Aquilo que nos torna humanos é nossa capacidade de ter medo. O medo nos protege, faz com que pensemos duas vezes antes de cometer um erro. Na medida certa, o medo é um sentimento saudável que permite que conheçamos nossos limites e operemos dentro deles. O medo da morte é o medo por excelência e aquilo que une todos nós.
Para o pai da psicanálise, como nunca tivemos a experiência da morte e, portanto, ela não existe em nosso inconsciente, o medo da morte é o reflexo de outros medos. Medo do abandono, da castração, dos conflitos não resolvidos, do sentimento de culpa podem, para Freud, se manifestar como medo da morte.
O medo dos medos pode se apresentar de diferentes modos ao longo de nossas vidas. Ele aparece na forma de receio de fracassar economicamente, medo de ficar sozinho, medo de sofrer, medo da velhice, da paternidade, da rejeição, da doença. Neste ano, a pandemia fez com que nós enfrentássemos medos muitos próximos e reais. Quem é saudável tem medo, e transforma esse pavor em cautela.
Em Shoftim, a parashá desta semana, Moisés prepara o povo para a guerra que os aguarda do outro lado do Jordão dizendo: “al tirau”, “não temam”, ou “não tenham medo”. Seria essa uma recomendação razoável, pedir para que o povo não tivesse medo diante da guerra?
A mesma recomendação aparece na Torá em diversas outras oportunidades. Essa recomendação de não temer está associada a momentos de transição pessoal das personagens bíblicas, nos indica a rabina Yael Splansky. Quando Avraham parte para um território desconhecido, é dito “al tirá”, “não tenha medo”. Quando Hagar e Ishmael passam sede no deserto, “al tirau”, “não temam”. Quando Itzchák se distancia da segurança de sua família para uma nova etapa da vida, “al tirá”. Quando o Iaakóv idoso se prepara para uma jornada ao Egito na direção do reencontro com o filho que ele acreditou por vinte anos que estava morto, “al tirá”. Ruth, David, Daniel, todos eles, em momentos de transição ouviram a mesma mensagem: “não tenha medo”.
Como compreender essa mensagem? Como interpretar essa exigência desumana para que essas personagens tão humanas não tivessem medo em momentos tão aterradores?
Gostaria de sugerir que a mensagem que existe aqui é profunda e serve para cada um de nós. Ao recomendar que não temessem, Deus estava convidando cada uma dessas mulheres e homens a reconhecerem seus medos e agirem apesar deles.
Quem não reconhece seus medos não tem a menor possibilidade de enfrentá-los. Apenas as pessoas que podem olhar de frente para seus fantasmas ganham a capacidade de vencê-los. “Al tirau” é um importantíssimo chamado para que tenhamos a coragem de reconhecer nossos medos, para que forjemos as ferramentas necessárias para superá-los.

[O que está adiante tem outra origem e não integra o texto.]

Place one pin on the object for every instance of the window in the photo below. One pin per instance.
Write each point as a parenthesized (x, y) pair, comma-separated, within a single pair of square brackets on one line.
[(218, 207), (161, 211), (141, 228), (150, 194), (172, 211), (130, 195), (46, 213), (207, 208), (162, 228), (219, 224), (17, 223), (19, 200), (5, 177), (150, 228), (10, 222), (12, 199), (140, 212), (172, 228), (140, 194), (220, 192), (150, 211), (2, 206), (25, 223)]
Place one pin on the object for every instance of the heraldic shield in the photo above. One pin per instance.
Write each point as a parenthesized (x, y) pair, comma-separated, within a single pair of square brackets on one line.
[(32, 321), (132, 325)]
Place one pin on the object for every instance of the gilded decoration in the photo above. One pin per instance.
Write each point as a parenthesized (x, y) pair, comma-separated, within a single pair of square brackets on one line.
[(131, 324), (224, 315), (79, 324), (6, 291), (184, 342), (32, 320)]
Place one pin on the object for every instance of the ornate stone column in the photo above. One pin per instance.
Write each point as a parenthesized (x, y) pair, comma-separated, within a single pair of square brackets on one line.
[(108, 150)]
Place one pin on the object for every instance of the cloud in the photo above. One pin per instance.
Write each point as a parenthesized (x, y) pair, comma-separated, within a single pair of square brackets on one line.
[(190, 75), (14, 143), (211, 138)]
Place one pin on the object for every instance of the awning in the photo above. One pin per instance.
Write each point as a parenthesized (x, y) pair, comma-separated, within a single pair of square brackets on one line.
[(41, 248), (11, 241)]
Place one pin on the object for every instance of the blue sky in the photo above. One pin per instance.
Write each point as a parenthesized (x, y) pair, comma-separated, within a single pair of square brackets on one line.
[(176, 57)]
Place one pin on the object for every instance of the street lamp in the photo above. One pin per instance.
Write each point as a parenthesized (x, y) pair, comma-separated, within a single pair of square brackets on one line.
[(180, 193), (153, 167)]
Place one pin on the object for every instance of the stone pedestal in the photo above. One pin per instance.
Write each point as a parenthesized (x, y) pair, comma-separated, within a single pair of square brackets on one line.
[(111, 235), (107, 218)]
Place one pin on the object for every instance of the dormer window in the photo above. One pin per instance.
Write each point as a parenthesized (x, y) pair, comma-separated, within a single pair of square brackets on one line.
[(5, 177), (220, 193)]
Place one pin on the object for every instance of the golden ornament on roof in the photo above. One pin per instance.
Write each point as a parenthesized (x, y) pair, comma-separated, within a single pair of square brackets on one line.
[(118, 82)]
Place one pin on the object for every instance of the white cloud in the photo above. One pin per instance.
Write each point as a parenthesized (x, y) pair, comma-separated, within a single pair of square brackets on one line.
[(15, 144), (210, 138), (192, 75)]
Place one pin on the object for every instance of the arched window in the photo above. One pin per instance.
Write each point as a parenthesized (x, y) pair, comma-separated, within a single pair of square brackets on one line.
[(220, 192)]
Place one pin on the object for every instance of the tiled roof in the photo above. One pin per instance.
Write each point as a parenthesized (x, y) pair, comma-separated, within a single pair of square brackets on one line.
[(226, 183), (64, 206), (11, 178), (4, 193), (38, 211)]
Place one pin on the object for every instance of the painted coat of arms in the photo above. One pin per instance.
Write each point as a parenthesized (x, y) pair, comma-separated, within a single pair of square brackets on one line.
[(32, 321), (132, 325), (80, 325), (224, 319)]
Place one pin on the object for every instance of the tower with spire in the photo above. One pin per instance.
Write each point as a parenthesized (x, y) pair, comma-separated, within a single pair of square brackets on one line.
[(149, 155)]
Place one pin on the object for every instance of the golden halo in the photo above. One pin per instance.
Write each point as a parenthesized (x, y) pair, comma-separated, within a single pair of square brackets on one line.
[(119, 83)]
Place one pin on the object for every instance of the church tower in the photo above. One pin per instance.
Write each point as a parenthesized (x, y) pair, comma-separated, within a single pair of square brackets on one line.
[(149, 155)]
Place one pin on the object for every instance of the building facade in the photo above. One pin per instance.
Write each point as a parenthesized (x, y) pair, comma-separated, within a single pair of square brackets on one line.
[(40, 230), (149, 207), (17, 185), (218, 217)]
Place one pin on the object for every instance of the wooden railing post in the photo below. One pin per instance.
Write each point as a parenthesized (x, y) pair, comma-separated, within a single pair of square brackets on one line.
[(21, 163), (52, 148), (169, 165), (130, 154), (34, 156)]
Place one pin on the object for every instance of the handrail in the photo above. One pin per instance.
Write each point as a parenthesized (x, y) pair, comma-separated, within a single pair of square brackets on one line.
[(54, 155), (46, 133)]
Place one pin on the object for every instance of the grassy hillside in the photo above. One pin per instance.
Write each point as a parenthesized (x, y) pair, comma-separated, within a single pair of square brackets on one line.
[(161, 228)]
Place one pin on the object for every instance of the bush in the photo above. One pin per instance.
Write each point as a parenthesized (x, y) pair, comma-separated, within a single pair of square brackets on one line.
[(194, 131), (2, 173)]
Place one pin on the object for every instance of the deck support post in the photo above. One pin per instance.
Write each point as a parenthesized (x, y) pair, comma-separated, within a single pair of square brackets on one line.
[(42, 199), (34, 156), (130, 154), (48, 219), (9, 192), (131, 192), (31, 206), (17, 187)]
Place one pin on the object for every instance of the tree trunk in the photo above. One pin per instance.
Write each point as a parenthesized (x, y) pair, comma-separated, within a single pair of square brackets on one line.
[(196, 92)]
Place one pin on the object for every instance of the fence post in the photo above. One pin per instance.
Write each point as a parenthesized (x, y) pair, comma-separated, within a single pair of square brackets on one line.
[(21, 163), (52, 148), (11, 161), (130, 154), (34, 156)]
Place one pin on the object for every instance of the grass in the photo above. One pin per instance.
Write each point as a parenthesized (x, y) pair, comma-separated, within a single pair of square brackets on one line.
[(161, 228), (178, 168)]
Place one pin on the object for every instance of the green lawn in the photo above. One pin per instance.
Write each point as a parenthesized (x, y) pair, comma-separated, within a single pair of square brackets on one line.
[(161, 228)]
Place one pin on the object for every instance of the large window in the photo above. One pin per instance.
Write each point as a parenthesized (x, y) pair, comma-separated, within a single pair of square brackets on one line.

Existe um medo estimulado pela tradição que é “irát shamaim”, “o medo do céu”, ou o “medo de Deus”. Esse medo, que pode também ser traduzido como reverência ou respeito a Deus, pode ser a inspiração para reconhecermos nossos próprios medos e seguirmos em frente apesar deles. Deus, nesse contexto, é a força que nos permite viver apesar de nossos medos e, talvez, por causa deles. Quem sabe não é esse o propósito de toda a religião e a noção de Deus?! Nas palavras do rabino Joseph Soloveitchik: “rezamos para que este grande respeito a Deus nos livre de todos os menores medos que nos espreitam por toda a parte, ferindo e amargurando nossas vidas”.
Por vezes, verifico que existe um medo ainda maior que o medo da morte, que é o medo de nunca ter vivido. Por isso, uma vida de propósito é o maior antídoto contra o risco de uma existência sem significado. Nas palavras de Millôr Fernandes: “quem mata o tempo não é um assassino, é um suicida”.
Antes de sair da sinagoga, no finalzinho do serviço religioso, vamos dizer na oração Adon Olam: “Adonai li velo irá”, “Deus está comigo e, portanto, não temerei”. Não é por acaso que no momento em que abandonamos a segurança das sinagogas, o conforto da tefilá e retornamos a nossas rotinas, reconhecemos nossos medos. Recomendo que interpretemos assim as palavras que o Adon Olam emprestou do Livro de Salmos: “Adonai li velô irá”, “que Deus me dê a coragem necessária para olhar de frente para meus medos e, apesar deles, e talvez até por causa deles, seguir em frente com coragem”.